GDP at market prices refers to GDP valued at market prices. Market prices differ from factor cost in terms of indirect taxes and subsidies. When goods are produced and sold, indirect taxes like excise duty, sales tax, VAT are levied on them. Businesses also receive subsidies to produce particular products. Indirect taxes and subsidies determine the market prices at which the products are sold.
So, when we use market prices to value output, we get false values. In order to get true valuation, i.e. GDP at factor cost, we must deduct indirect taxes on expenditures and add subsidies.
GNP at factor cost/market prices
GNP means value of output produced by a country regardless of where in the world the services of its factors are supplied. And this can be measured at market prices or factor cost.
GNP= GDP + net factor income from abroad.
Net factor income from abroad is inflows of factor incomes into a country minus outflows of factor incomes from that country. For example, if Indians invest their money incomes in the shares of foreign companies, there is inflow of dividends. If there are sales abroad of CDs and videos of Indian musicians, or of Indian developed computer games, there is inflow of royalties. If Indians invest overseas in terms of direct investments, there is inflow of profits. If Indians lend money abroad or let out their property to foreigners, there is inflow of interest and rent.
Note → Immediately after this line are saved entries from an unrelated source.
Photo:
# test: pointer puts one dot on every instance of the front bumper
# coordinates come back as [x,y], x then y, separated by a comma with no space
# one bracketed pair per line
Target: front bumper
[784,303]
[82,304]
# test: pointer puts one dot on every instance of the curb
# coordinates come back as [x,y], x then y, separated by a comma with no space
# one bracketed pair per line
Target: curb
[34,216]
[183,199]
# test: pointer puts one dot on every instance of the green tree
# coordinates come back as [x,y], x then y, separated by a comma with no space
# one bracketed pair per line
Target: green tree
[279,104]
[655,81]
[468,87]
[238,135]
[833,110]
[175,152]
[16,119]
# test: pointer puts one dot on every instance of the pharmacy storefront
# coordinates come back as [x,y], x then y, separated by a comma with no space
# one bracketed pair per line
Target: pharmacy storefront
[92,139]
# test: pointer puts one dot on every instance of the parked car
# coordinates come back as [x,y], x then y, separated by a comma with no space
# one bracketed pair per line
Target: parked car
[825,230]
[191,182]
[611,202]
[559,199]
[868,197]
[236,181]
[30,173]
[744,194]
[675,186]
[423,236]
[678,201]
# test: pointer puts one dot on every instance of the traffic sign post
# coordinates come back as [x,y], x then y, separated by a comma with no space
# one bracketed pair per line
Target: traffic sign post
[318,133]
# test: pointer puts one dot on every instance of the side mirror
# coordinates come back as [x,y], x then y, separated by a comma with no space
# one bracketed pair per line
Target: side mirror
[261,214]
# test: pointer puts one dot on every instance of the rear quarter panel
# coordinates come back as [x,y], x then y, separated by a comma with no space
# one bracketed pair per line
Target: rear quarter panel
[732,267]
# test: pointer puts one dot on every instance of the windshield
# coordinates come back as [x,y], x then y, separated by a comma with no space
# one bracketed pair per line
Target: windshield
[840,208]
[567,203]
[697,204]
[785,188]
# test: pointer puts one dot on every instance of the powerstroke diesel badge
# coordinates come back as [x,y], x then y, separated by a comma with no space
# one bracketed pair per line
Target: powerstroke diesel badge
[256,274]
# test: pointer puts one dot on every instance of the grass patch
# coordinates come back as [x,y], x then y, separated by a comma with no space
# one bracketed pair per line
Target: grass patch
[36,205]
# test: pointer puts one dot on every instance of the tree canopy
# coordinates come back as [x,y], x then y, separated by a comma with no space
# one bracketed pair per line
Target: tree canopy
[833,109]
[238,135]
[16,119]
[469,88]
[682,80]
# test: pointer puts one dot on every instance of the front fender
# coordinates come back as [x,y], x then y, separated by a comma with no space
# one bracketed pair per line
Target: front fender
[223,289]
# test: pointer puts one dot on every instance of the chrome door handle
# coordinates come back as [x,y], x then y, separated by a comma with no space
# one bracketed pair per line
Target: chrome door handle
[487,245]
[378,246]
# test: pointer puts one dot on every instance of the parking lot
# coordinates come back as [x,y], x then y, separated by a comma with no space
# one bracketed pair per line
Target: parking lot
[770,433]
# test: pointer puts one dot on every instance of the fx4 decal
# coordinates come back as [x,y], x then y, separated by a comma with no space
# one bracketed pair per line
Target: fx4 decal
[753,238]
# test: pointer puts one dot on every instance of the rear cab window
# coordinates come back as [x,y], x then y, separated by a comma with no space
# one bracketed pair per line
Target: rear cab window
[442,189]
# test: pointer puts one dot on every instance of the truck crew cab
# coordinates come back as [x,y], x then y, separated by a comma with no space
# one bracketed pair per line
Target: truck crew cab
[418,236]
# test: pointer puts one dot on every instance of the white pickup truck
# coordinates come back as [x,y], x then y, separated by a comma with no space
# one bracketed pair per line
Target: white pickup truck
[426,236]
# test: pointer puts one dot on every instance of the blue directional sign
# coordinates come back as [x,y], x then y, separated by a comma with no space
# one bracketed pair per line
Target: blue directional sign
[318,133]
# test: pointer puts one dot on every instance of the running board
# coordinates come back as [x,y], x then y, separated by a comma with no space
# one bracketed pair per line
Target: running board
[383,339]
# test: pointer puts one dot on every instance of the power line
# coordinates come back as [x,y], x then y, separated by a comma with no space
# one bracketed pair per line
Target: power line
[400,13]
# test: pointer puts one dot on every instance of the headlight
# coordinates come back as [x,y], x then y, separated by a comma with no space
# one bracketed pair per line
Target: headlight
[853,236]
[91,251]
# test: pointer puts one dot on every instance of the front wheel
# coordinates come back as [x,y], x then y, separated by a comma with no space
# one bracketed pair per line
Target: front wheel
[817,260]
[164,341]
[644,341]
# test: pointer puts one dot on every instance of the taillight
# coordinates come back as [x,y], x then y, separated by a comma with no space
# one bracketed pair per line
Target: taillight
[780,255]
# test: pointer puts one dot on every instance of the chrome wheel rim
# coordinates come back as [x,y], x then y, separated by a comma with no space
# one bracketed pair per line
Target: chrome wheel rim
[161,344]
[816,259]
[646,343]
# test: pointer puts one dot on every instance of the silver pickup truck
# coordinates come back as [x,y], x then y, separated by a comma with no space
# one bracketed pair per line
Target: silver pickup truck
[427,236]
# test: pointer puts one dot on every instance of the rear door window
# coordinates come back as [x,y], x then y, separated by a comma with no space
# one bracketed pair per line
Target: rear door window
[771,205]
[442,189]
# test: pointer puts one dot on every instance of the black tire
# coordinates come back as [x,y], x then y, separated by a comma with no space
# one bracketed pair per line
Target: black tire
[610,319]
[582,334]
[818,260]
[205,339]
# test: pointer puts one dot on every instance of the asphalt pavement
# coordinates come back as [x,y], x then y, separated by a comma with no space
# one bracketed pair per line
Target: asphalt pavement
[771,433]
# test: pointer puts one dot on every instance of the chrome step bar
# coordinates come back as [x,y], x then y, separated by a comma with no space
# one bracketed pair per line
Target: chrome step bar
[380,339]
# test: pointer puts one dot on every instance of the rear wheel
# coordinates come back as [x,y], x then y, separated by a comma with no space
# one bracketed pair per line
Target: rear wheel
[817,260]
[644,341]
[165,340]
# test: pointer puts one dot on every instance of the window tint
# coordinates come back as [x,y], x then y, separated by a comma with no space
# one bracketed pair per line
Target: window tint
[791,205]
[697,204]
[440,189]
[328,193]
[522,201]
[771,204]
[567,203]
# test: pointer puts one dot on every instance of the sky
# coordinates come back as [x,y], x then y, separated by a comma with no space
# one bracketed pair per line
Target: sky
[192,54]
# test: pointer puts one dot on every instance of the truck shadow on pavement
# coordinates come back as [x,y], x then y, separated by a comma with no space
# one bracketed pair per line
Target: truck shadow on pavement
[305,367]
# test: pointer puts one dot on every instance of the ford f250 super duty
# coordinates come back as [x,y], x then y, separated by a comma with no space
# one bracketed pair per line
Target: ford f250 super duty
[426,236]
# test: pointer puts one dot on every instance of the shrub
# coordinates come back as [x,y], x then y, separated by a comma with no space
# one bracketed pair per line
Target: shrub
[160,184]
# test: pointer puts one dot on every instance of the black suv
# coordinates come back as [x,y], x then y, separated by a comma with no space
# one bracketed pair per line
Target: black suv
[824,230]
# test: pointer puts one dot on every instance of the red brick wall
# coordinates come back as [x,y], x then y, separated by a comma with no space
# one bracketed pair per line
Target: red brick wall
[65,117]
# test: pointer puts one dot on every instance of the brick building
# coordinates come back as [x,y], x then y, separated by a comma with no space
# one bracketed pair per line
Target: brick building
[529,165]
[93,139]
National Income or Net National Product
This is defined as GNP at factor cost minus depreciation.
Depreciation refers to productive assets depreciating over time, i.e. loss of economic value through wear and tear or technological obsolescence.
Three ways of measuring national product
There are three ways of measuring GDP, viz. the product method, the income method and the expenditure methods. The total value obtained should be more or less the same whichever method is used.
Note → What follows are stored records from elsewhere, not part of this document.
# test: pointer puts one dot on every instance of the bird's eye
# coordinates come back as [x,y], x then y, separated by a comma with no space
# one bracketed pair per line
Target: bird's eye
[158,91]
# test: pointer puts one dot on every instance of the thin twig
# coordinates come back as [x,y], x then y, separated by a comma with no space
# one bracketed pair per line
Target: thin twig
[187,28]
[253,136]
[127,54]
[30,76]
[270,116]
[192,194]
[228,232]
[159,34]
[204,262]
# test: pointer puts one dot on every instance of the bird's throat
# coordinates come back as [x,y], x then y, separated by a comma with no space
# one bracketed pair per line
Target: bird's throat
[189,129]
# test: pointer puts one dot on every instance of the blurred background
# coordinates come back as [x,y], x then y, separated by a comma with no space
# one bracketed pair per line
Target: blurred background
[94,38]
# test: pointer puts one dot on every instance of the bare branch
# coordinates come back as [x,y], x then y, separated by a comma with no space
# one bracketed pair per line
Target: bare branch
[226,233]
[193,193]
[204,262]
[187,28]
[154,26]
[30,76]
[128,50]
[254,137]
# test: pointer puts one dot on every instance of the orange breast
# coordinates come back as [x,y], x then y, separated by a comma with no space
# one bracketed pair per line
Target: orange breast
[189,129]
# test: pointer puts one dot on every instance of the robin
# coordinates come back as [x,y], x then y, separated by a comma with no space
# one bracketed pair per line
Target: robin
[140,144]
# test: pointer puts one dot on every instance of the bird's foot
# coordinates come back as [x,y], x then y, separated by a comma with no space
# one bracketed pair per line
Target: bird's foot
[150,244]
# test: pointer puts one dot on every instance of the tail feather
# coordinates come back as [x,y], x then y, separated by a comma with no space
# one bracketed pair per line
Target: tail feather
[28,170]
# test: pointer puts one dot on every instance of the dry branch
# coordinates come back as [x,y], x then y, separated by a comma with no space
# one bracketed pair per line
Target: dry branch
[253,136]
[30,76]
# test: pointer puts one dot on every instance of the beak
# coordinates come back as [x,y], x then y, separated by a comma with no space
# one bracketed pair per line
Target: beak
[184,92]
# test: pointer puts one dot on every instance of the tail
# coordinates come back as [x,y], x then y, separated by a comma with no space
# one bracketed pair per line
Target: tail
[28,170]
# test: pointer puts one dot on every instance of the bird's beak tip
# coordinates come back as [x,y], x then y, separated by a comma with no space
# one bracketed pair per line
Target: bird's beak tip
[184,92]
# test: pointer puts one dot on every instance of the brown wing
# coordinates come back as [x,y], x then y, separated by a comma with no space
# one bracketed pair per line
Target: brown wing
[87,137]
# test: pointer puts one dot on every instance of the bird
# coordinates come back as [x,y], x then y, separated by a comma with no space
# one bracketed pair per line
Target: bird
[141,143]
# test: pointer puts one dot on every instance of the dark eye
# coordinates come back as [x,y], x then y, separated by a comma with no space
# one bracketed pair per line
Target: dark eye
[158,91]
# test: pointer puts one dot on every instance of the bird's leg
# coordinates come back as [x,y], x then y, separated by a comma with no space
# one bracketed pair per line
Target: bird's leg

In the product method, we measure the value of goods and services produced by all the businesses in the country. In the income method, we measure the total of all incomes earned by the owners of the four factors of production, viz. land, labour, capital and enterprise. In the expenditure method, we measure the total expenditure made on the goods and services.
Problems in measuring
When we use the product method, a major problem is double counting. This is avoided by taking only the final value of goods and services or by adding value of each stage of production in the given year. Services provided by the public sector for which there are no market prices are valued at the cost of their provisioning. Inflation poses another problem requiring us to distinguish between nominal GDP and real GDP. Inflation can increase nominal value without there being any increase in real production.There is also the problem that many goods and services do not enter GDP because they are not market transactions.
When we use the income method, we should avoid double counting by excluding transfer payments. We should exclude indirect taxes and include subsidies.
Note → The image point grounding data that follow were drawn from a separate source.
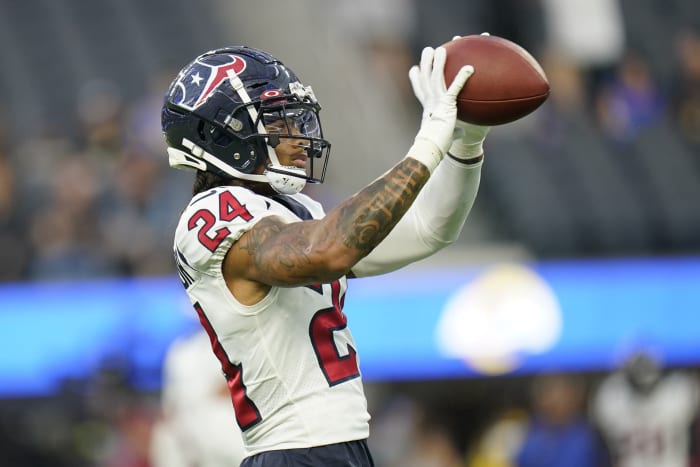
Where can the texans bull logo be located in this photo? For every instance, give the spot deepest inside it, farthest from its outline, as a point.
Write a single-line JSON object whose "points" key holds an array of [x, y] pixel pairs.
{"points": [[201, 79]]}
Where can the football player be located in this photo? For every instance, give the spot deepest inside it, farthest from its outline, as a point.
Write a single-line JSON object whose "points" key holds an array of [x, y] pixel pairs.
{"points": [[266, 269]]}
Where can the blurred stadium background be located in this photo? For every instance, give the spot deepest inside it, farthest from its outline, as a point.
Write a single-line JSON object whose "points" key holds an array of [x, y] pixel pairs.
{"points": [[591, 202]]}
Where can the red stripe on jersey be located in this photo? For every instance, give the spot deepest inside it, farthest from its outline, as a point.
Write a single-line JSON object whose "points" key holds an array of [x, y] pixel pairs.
{"points": [[247, 414]]}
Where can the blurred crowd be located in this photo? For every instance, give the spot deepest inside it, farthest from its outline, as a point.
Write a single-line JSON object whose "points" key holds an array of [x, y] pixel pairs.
{"points": [[609, 165]]}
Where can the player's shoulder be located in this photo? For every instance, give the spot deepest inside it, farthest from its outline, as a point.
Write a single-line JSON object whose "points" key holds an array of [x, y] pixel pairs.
{"points": [[215, 195], [311, 204]]}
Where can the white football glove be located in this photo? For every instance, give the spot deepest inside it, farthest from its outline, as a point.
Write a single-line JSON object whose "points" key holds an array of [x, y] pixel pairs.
{"points": [[435, 135], [468, 139]]}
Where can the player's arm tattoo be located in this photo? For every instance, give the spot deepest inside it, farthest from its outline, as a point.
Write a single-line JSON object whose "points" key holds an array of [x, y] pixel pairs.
{"points": [[368, 217], [291, 252]]}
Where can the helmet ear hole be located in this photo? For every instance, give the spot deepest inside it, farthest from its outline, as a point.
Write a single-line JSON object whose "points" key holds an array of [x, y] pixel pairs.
{"points": [[200, 130], [220, 138]]}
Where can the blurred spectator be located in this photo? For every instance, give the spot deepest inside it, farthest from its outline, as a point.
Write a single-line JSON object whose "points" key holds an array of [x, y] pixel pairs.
{"points": [[500, 442], [646, 413], [631, 101], [558, 434], [65, 237], [197, 426], [686, 89], [588, 33]]}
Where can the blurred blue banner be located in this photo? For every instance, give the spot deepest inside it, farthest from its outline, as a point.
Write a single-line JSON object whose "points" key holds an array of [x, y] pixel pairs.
{"points": [[417, 324]]}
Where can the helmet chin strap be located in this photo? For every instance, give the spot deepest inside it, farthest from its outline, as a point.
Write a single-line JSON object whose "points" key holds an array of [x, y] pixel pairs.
{"points": [[290, 180], [288, 183]]}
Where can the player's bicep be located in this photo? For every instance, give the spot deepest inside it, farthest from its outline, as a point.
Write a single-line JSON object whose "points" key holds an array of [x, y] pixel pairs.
{"points": [[277, 253]]}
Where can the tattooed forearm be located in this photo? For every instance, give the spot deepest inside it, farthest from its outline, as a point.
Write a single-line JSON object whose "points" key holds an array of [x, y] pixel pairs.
{"points": [[281, 253], [368, 217]]}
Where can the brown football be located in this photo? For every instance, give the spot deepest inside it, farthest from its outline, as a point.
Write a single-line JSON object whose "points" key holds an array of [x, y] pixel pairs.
{"points": [[507, 84]]}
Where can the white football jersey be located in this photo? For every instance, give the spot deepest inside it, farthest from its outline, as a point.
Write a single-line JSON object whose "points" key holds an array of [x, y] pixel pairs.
{"points": [[647, 430], [290, 360]]}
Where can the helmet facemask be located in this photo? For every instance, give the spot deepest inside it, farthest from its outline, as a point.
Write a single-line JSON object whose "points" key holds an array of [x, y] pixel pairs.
{"points": [[233, 128]]}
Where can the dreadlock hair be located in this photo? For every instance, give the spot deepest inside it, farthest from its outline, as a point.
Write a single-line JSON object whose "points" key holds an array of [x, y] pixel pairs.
{"points": [[207, 180]]}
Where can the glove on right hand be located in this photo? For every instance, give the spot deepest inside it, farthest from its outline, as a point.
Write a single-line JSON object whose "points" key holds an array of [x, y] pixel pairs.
{"points": [[439, 105]]}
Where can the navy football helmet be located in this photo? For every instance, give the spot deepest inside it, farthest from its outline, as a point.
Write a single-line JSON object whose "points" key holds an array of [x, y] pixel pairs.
{"points": [[215, 114]]}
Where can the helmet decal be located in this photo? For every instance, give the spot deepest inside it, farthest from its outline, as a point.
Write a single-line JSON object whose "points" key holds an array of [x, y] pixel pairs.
{"points": [[215, 111], [197, 83]]}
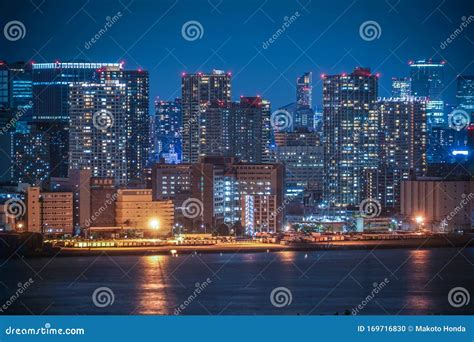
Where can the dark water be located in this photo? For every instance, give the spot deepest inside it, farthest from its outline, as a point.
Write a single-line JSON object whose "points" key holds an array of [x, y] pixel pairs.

When we use the expenditure method, we should avoid double counting by excluding the Government expenditure in terms of transfer payments. For true value, we should exclude indirect taxes on expenditures and include subsidies.
The components of GDP in the expenditure method are (a) final private consumption expenditure; (b) Gross private real investment expenditures incurred by businesses and households; (c) Government expenditure in terms of consumption and gross investment; and (d) net exports (i.e. exports minus imports) including net factor income from abroad.
Factors influencing national product
The level of national product of any country depends on (a) its natural resources (b) labour resource including human capital (c) real capital investments (d) business culture in terms of risk taking (e) access to venture capital (f) political stability (g) how much of resources are used for non-wealth creating activities like defence (h) economic policies and how they are implemented, etc.